Hammering out answers to questions like these that will work for retirees is the essence of the relationship between an adviser and client. And increasingly, that relationship is being automated. So-called robo-advisers can digitally manage and rebalance a portfolio to custom risk tolerance specifications for fees that are typically about a quarter or less of what live, asset-based financial advisers have historically charged.
Now, automation is taking over other tasks, such as testing whether a portfolio will last through retirement, which Social Security claiming strategy is best and whether downsizing a primary home will make a retirement plan work.
PIEtech, Inc., a large provider of software to financial advisers, for example, has begun offering a version that advisers can walk through with clients or prospective customers.
One firm using the myMoneyGuide software is TD Ameritrade, so I asked the folks at TD to walk me through what the software says about the sample couple in the introduction to this article.

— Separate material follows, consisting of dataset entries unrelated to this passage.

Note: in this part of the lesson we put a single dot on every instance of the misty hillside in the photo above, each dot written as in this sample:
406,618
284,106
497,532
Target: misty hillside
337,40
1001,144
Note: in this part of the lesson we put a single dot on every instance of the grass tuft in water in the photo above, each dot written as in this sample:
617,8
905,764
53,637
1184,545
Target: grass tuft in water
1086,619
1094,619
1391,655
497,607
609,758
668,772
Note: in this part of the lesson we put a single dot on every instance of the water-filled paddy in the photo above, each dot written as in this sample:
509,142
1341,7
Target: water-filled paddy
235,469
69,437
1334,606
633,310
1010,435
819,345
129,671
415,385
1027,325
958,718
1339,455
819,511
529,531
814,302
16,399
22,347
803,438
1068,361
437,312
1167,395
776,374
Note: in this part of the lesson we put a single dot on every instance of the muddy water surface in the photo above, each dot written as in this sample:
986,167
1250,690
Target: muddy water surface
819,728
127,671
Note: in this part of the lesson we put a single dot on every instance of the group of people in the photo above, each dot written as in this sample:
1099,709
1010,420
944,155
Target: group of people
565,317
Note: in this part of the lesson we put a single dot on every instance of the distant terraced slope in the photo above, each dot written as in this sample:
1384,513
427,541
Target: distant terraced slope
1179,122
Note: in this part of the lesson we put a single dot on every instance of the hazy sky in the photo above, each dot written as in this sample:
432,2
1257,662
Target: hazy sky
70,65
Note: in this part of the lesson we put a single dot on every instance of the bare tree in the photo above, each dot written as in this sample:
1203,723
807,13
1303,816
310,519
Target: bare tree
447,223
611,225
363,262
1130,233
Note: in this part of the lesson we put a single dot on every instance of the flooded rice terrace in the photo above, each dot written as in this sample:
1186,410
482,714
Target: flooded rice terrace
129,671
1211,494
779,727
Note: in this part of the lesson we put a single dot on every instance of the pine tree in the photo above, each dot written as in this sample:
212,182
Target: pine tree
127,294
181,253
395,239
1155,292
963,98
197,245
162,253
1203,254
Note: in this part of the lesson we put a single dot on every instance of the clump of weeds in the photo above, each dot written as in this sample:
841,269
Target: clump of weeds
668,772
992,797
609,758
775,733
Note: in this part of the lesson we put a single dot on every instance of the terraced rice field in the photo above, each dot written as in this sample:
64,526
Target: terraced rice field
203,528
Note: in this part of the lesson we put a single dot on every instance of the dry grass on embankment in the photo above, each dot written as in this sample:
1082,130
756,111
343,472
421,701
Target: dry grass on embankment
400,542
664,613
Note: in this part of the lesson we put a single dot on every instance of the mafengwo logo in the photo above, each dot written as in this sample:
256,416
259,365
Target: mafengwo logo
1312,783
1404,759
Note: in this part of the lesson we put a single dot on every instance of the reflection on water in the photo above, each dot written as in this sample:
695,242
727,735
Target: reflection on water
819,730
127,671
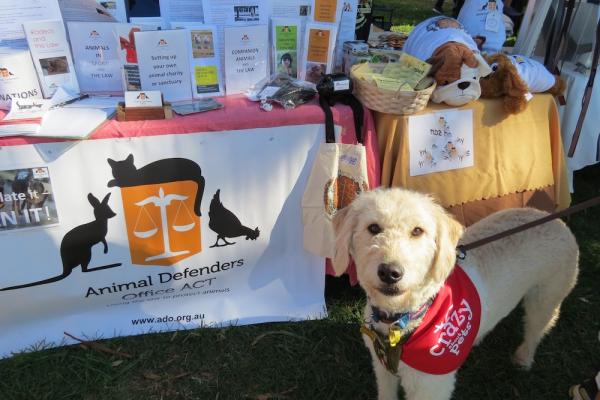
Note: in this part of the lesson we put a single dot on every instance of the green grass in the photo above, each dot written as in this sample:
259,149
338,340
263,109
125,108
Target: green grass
322,359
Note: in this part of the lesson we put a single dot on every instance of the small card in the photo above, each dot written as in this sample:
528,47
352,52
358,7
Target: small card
143,98
196,106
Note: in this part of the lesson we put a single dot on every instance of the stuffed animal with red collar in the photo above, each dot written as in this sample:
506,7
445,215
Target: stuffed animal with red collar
456,62
515,77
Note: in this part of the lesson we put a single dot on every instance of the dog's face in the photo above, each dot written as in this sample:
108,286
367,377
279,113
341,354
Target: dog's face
457,70
402,243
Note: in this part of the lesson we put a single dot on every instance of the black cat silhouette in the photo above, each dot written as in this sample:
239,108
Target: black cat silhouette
76,246
161,171
225,224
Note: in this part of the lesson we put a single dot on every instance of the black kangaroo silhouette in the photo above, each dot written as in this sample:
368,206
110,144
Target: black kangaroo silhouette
76,246
160,171
225,224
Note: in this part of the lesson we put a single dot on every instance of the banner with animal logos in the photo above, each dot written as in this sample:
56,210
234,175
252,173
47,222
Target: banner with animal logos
440,141
160,233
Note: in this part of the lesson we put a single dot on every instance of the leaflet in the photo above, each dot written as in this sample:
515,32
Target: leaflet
96,57
18,79
246,57
181,10
164,63
285,33
116,8
318,58
205,60
51,56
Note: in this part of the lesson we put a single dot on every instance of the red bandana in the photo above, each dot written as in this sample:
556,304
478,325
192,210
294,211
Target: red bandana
444,339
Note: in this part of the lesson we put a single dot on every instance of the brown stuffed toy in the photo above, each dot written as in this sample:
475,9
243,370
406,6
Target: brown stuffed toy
514,77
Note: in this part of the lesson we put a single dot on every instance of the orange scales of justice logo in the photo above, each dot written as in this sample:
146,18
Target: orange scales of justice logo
162,227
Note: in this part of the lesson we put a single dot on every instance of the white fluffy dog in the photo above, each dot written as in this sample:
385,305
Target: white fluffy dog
403,245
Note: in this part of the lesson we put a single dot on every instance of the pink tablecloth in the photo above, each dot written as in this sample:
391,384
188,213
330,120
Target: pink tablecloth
239,113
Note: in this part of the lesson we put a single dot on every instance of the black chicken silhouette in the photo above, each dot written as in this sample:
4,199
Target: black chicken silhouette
225,224
76,246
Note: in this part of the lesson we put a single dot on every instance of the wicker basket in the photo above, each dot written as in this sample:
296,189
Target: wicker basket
388,101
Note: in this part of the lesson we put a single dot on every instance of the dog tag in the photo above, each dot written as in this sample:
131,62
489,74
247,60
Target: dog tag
492,21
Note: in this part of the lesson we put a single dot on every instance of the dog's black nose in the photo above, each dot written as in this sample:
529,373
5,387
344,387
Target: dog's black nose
389,273
464,85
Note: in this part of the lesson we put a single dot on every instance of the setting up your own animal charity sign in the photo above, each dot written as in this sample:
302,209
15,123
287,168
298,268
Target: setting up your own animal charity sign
157,233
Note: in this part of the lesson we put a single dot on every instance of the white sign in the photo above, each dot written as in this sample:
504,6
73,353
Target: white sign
440,141
96,56
18,79
164,64
153,227
205,60
14,12
148,98
52,56
246,57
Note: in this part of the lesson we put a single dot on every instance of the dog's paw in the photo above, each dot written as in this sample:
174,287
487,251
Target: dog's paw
523,358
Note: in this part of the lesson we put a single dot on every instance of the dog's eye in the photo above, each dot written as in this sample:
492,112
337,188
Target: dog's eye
374,229
416,232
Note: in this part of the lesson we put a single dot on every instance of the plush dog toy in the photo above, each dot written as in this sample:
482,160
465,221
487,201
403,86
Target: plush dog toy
514,77
455,59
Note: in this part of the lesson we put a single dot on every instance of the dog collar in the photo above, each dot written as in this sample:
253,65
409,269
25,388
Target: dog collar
399,319
389,348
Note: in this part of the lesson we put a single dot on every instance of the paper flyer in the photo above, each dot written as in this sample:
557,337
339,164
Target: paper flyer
96,56
224,13
285,33
51,56
440,141
327,11
128,55
18,79
246,57
164,63
26,199
205,60
347,30
14,12
116,8
319,44
181,10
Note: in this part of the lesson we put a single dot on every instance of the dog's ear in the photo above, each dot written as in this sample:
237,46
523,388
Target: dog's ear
448,233
343,222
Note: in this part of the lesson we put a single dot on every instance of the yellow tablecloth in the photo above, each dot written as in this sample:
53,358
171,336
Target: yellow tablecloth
513,154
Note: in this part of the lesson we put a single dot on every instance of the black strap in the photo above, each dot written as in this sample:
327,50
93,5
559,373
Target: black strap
587,95
357,111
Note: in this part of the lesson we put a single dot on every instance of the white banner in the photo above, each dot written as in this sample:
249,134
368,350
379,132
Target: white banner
161,233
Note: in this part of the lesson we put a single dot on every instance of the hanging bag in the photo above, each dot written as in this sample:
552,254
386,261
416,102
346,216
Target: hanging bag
338,175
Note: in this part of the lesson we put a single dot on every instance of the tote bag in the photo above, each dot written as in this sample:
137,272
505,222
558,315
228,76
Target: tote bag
338,175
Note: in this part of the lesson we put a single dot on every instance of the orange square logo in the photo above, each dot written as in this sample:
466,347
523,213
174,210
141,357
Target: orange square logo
162,227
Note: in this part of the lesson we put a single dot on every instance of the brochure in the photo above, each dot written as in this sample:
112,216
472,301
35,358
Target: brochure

As they do for free for all people requesting the service, the TD representative asked me follow-up questions about the couple, such as risk tolerance and their flexibility on retirement dates, as well as more probing questions about what the couple wants to actually do in retirement. (That last one has to do with calculating how much a specific retirement lifestyle will cost).
"A lot of people don't put much vision into their retirement financial plan. It's just this nebulous thing," said Nicole Cope, a senior manager for TD Ameritrade's guidance consulting group. Through the conversation, she said, advisers drill down on how clients expect to spend their time in retirement and, hence, what that will cost.
After a brief conversation and a few custom alterations to the software, Cope determined the example couple was far short of the savings they will need to replicate their lifestyle, even with aggressive saving in the few years leading up to retirement. But she showed, again using the software, how a few tweaks, such as working longer or forgoing new cars, could make an impact. And of course, if the couple expects to spend far less in retirement, the math gets easier.
As financial technology moves forward, automating more and more of these decisions, it will be interesting to see what retirement savers will continue to find valuable enough to pay for.
PIEtech officials, eager not to step on client toes, point out that the free intake software doesn't seek to replace the live financial adviser. It doesn't create income plans for retirees pulling living expenses from a portfolio, model how much a Roth IRA conversion will save on an individual's taxes or do the math on whether to take a lump sum or a monthly pension. And of course, it provides answers at one point in time, while a live adviser can continually monitor and give advice as situations change.
Still, the exercise helps savers clarify exactly what they want from an adviser. Do I want primarily investment management? A Social Security claiming strategy? Advice on long-term care insurance? All of the above on a one-time basis, or ongoing?
Knowing these answers will go a long way toward sorting out your best strategy for making the money last.